Leah Litman, a law professor at the University of California at Irvine, said such an approach does not rely on overturning precedents.
“The law would have closed all of the clinics in the state (Texas, a pretty big one) save for a handful in major metropolitan areas,” Litman wrote in an email. “Or the law in Mississippi that would have closed the state’s only clinic, or the Arkansas law that would have closed ⅔ clinics and ruled out medication abortion. Upholding those laws would gut Roe and leave it without any force, particularly for women who lack the money and resources to travel long distances to obtain highly regulated health care procedures.”
Roberts presumably would be in the majority on these issues with a new court.
He joined the majority in taking a chunk out of the McCain-Feingold campaign finance act.
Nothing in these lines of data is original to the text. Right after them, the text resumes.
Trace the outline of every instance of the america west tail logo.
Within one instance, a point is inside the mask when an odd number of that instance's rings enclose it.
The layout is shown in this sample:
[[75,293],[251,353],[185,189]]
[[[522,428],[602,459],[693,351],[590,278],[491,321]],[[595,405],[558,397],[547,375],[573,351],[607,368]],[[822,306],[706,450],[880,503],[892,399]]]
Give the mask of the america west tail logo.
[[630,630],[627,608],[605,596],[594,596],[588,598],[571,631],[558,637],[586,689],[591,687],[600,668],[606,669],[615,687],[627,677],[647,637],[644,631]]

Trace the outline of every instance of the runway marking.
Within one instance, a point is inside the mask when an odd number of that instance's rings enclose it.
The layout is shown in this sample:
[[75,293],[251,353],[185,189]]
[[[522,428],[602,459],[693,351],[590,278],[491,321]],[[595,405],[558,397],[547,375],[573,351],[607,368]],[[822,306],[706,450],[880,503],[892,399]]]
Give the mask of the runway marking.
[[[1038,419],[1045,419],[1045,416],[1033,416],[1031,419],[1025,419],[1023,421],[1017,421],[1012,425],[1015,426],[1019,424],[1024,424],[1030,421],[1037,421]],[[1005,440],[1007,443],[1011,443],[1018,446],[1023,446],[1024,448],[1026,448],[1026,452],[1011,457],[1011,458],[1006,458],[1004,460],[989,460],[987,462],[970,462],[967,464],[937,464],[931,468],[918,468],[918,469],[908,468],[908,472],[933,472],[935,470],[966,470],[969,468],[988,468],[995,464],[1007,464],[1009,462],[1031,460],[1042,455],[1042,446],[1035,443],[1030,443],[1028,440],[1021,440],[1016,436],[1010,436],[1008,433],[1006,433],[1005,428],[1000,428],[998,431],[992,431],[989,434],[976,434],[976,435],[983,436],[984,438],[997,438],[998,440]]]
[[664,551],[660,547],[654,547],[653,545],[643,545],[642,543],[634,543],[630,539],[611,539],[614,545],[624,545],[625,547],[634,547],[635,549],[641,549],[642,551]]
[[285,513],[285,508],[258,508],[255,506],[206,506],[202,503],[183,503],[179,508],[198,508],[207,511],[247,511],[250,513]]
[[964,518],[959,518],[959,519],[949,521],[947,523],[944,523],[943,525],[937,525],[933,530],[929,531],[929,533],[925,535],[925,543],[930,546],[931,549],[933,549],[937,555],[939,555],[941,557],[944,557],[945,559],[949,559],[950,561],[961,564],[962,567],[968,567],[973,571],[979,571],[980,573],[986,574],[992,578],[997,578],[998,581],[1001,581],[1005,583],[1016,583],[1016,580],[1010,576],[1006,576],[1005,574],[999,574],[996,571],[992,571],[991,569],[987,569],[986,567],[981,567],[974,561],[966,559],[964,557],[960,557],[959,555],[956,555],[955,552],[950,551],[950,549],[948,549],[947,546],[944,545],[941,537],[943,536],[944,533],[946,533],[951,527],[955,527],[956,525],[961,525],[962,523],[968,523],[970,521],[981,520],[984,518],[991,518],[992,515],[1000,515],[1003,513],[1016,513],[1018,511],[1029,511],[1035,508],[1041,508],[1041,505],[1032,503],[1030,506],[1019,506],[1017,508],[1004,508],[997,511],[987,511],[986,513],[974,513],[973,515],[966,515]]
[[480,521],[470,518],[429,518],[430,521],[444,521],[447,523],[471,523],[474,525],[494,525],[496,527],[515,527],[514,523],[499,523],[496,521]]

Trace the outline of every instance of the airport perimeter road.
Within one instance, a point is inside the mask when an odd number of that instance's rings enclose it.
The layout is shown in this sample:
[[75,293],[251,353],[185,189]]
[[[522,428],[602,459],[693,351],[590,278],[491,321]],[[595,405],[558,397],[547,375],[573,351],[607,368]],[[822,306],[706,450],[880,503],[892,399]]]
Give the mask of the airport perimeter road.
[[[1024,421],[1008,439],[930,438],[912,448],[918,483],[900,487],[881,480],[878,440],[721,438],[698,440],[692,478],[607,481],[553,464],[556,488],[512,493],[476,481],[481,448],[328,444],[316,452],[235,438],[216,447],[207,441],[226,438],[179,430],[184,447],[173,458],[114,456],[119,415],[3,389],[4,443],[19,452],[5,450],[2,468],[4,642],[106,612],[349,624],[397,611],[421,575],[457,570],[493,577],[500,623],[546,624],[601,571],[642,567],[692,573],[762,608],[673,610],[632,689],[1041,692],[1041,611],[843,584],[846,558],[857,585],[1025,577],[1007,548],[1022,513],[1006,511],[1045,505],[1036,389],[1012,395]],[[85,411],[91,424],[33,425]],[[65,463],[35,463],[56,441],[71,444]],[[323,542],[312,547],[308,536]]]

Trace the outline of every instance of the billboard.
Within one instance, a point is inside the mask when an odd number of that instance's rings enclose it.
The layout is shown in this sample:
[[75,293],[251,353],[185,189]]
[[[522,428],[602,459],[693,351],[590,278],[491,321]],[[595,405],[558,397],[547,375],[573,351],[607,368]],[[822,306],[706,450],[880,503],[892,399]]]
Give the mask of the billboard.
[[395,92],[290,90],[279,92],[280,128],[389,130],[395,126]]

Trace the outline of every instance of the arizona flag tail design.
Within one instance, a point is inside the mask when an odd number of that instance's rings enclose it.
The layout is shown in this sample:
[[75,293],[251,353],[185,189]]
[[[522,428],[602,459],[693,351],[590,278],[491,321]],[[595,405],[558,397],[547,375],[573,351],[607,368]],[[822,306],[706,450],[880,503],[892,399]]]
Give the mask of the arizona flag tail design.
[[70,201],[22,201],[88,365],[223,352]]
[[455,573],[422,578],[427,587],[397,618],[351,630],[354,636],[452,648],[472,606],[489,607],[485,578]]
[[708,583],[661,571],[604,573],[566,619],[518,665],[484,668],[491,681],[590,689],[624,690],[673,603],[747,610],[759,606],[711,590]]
Instead of junking the Voting Rights Act, a civil-rights-era accomplishment that Congress had recently reaffirmed, he put together a five-member majority that removed a key part of the law, rendering it far less intrusive in states that had been found to have discriminated in the past.
Richard M. Re, a UCLA law professor and former Kennedy clerk, dubbed the approach of the Roberts court in those cases “the doctrine of one last chance.”
That refers to the fact that Roberts had given Congress a chance to act to avoid a reckoning.
Re said that could be seen as a form of judicial restraint. But it also gives the court more authority when it makes a later, more dramatic ruling.
“Even as it recounts the somber need to avoid important questions, the court seems to know, or hope, that its first chance to decide will not be the last,” he wrote.